The most frequent gene linked to ARVC is PKP2 [11]. The PKP2 cardiomyopathy is inherited autosomally dominantly and is thought to affect primarily the RV, making it specifically associated with ARVC. Competitive and endurance exercise may accelerate the onset and progression of ARVC, resulting in potentially life-threatening ventricular arrhythmias and RV dysfunction at a younger age. Although it has been shown in previous studies that early truncation of the PKP2 C-terminus likely causes ARVC irrespective of transcript position [12], desmosomal and non-desmosomal variants can create a certain genetic potential for the development of ARVC, but exercise has an important role in determining the development, severity, and pattern of phenotypic expression. Competitive and endurance exercise can cause structural heart changes even in healthy amateur athletes [13] and it is suggested that exercise-induced ARVC may develop without underlying major genetic drivers [14]. In this family, exercise restrictions for all three genotype-positive family members were recommended because the exercise intensity is the only known difference among them. A primary prophylactic subcutaneous implantable cardioverter defibrillator (S-ICD) was only implanted in the index patient. Patients with ARVC have a relatively significant chance of receiving inappropriate ICD shocks with S-ICD, even when the SMART Pass algorithm (SP; Boston Scientific Corporation, Natick, MA, USA) is activated [15]. Based on his substantial long-term risk of lead failure and vascular consequences, our young, athletic patient preferred a primary prevention S-ICD during the shared decision-making process.

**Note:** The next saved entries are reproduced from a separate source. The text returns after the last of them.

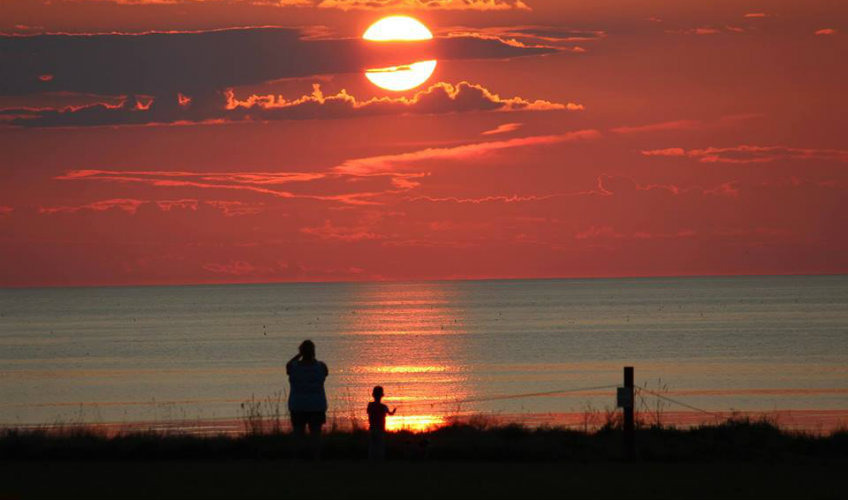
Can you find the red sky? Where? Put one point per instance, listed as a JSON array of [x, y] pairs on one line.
[[555, 139]]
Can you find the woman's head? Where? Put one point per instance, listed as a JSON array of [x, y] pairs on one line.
[[307, 350]]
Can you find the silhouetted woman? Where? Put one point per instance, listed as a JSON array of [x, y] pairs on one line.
[[307, 400]]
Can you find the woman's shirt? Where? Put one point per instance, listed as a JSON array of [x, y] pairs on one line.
[[307, 386]]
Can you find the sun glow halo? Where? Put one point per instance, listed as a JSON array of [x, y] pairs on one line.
[[399, 29]]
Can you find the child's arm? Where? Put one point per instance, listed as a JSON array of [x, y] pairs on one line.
[[295, 358]]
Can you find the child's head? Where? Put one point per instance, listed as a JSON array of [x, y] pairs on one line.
[[307, 350]]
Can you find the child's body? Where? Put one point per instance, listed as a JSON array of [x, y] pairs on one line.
[[377, 412]]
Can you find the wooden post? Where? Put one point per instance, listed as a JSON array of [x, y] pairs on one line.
[[629, 425]]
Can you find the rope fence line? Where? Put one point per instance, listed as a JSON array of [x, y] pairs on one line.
[[507, 396], [681, 403]]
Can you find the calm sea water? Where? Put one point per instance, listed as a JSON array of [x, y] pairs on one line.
[[194, 353]]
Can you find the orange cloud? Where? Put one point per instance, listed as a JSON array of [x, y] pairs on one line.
[[662, 126], [387, 163], [439, 98], [502, 129], [752, 154], [131, 206], [328, 231], [424, 4]]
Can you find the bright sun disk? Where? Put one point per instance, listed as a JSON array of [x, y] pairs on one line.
[[399, 29]]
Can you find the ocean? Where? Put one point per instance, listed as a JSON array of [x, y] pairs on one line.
[[528, 351]]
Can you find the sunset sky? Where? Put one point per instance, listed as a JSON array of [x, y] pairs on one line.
[[178, 141]]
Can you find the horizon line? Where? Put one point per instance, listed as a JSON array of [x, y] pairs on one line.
[[432, 280]]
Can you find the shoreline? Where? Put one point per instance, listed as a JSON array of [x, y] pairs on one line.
[[820, 422]]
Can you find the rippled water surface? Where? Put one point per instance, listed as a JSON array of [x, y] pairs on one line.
[[439, 348]]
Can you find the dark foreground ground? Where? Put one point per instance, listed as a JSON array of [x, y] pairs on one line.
[[735, 459], [403, 480]]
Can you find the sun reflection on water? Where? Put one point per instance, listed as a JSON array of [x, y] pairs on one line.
[[412, 342]]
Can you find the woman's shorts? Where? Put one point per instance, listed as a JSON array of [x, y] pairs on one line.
[[300, 418]]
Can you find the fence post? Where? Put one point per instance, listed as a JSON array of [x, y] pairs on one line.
[[629, 425]]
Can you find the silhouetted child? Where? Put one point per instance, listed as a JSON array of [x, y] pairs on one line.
[[377, 412]]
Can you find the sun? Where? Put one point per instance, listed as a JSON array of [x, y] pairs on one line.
[[404, 77], [397, 29]]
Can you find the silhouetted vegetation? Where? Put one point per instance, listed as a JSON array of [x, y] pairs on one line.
[[472, 440]]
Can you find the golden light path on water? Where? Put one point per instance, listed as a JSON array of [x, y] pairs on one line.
[[404, 341], [402, 77]]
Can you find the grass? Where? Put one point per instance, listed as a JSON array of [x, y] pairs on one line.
[[477, 439], [477, 458]]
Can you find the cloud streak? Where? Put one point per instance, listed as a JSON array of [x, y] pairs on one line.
[[225, 106], [746, 154]]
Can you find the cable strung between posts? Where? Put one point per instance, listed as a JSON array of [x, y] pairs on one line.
[[510, 396], [681, 403]]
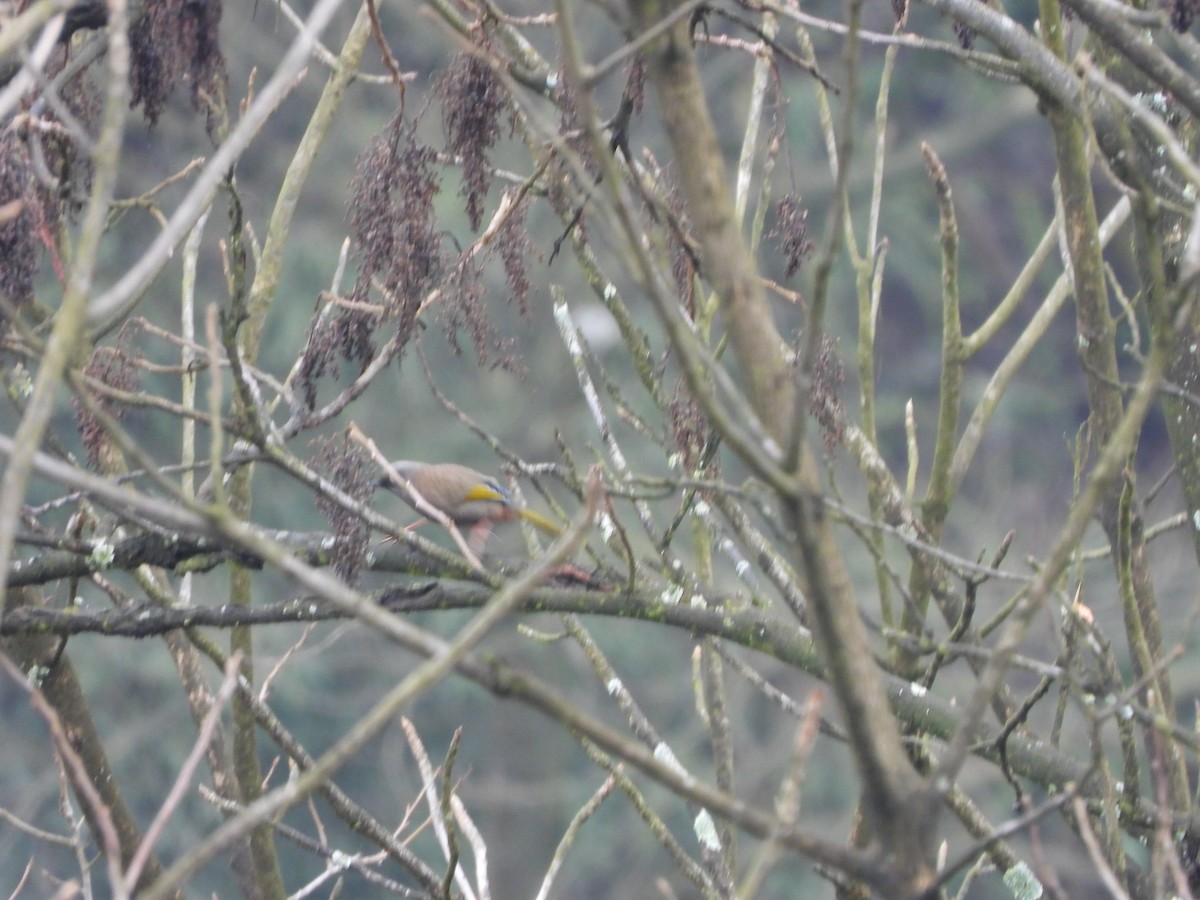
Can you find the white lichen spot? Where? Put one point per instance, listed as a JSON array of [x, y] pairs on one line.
[[607, 529], [671, 595], [22, 383], [706, 832], [666, 756], [1023, 882], [101, 556]]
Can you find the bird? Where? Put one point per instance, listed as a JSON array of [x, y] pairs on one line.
[[467, 497]]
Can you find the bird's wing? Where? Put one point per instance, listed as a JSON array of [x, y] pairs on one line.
[[487, 491]]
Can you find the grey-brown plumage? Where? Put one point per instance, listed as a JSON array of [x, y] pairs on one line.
[[465, 496]]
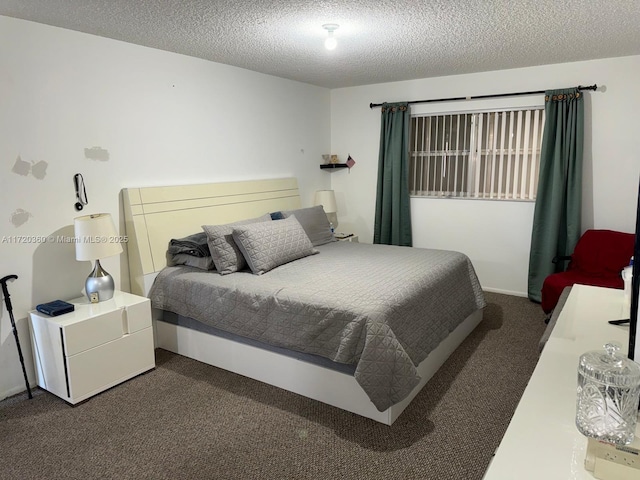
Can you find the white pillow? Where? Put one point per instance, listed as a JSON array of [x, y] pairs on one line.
[[268, 245]]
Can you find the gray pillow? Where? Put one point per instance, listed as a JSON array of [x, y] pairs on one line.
[[315, 223], [268, 245], [224, 251], [204, 263]]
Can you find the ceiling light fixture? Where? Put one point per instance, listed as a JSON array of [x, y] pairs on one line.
[[331, 42]]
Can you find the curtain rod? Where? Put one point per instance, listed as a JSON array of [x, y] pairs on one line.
[[497, 95]]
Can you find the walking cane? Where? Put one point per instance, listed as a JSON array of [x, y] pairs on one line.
[[7, 302]]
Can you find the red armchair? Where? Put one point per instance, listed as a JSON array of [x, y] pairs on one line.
[[598, 259]]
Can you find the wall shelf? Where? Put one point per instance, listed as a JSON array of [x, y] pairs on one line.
[[333, 166]]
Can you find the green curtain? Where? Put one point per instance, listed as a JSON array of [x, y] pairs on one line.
[[392, 224], [556, 219]]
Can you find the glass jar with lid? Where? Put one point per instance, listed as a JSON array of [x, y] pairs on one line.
[[608, 395]]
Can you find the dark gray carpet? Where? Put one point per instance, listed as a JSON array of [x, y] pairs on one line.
[[187, 420]]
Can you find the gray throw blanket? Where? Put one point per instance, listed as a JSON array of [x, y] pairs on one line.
[[195, 244]]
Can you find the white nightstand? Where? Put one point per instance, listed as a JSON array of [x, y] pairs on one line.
[[352, 238], [93, 348]]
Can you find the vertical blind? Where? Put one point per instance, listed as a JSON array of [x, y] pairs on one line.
[[488, 155]]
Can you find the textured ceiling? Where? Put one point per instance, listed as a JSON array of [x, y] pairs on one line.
[[378, 40]]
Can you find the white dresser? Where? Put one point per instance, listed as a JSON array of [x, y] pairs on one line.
[[93, 348], [542, 441]]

As a marathon runner, the index patient was the only one to develop ARVC in his family, indicating that while the novel PKP2 variant provides a genetic risk, it is insufficient to cause an ARVC phenotype on its own. It is important to consider that other genetic and environmental factors can modify the individual threshold for disease penetration. The altered proteins in the intercalated discs interfere with normal cell adhesion, mechanical stability, cell-to-cell communication, and electrical connection. It has been hypothesized that mechanical stress, such as that caused by exercise, leads to instability, inflammation and fibro-fatty infiltration. [16]. Exercise has been shown to cause a greater increase in wall stress on the RV than the LV [17] but biventricular disease is possible in PKP-2 cardiomyopathies [18]. Thanks to cascade genetic testing, a large number of individuals and their families can be screened at early phenotypic phases, allowing for the implementation of suitable preventive measures.

5. Conclusions

Taken together, we describe a novel, pathogenic, heterozygous early truncating variant in the PKP2 gene causing biventricular arrhythmogenic cardiomyopathy and affecting a family, in which the only phenotype-positive member is a competitive endurance athlete. This highlights the importance of environmental factors such as endurance exercise for disease penetrance and progression in patients with classical right-dominant ARVC associated with (likely) pathogenic variants in PKP-2.